Quite a while ago, I wrote what I thought was a highly-specific blog for a niche use-case - dynamically rounding your Tableau numbers to millions, thousands, billions, or whatever made sense. That ended up being one of my most-viewed blogs.
So today, I'm writing a follow-up. How do you round the number of decimals to a number that actually makes sense?
Take this input data:

If you plot this in Tableau, it's normally enough to set the default format to Number (standard). That gives us this:

But if you don't like the scientific formatting for Thing 2 and 7 in Type b, you'll have to set the number of decimal places to the right number. But that'll give you this:

Ew.
You can get around this with strings. I don't use this too often, but it comes in handy now and again.

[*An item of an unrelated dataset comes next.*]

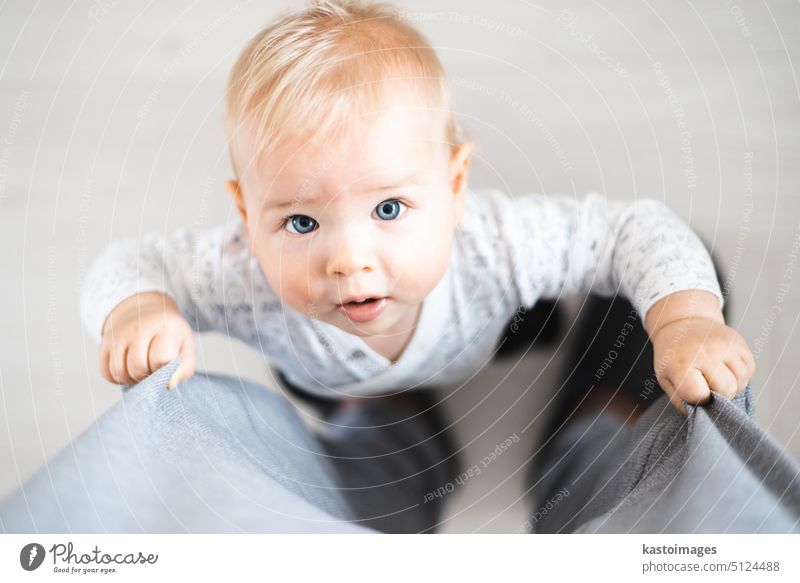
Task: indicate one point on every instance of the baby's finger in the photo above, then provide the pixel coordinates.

Here's the formula that you can copy/paste and use in your own workbooks:
REPLACE(
REPLACE(
RTRIM(
REPLACE(STR(ROUND(AVG([Value]),15)), '0', ' ')),
//get the avg value, round it to 15 dp (or more! or less!),
//turn it into a string, and replace the zeros with spaces
//then rtrim the trailing spaces
' ', '0')
//then replace remaining spaces with zeros again
,
(IF RIGHT(
REPLACE(
RTRIM(
REPLACE(STR(ROUND(AVG([Value]),15)), '0', ' ')),
' ', '0')
, 1) = '.' THEN '.' ELSE '' END)
//if the last character of everything you did above is '.',
//then find that '.', otherwise find nothing…
,
'')
//…and remove it
Working from inside out, the calculation does this:
- Take the AVG() of your field. You'll want to change this to whichever aggregation makes most sense for your use case.
e.g. 6.105 - Rounds that aggregation to 15 decimal places. This is almost definitely going to be enough, but hey, you might need to up it to 20 or so. I have never needed to do this.
e.g. 6.105000000000000 - Turns that into a string.
e.g. '6.105000000000000' - Replaces the zeros in the string to spaces.
e.g. '6.1 5 ' - Uses RTRIM() to remove all trailing spaces on the right of the string.
e.g. '6.1 5' - Replaces any remaining spaces with zeros again.
e.g. '6.105' - If the last character of the string is a decimal point, then there are no decimals needed, so it removes that decimal point by replacing it with nothing; otherwise, it leaves it where it is.
e.g. '6.105'
And there you go - the number is formatted as a string to the exact number of decimals you've got in your Excel file.
Interestingly, there are some differences between the way REPLACE() and REGEX_REPLACE() work. It seems that REPLACE() will wait for the aggregation, rounding, and conversion to string before doing anything, whereas REGEX_REPLACE() will give you the same issues you get as if you just turn a number straight into a string without rounding first.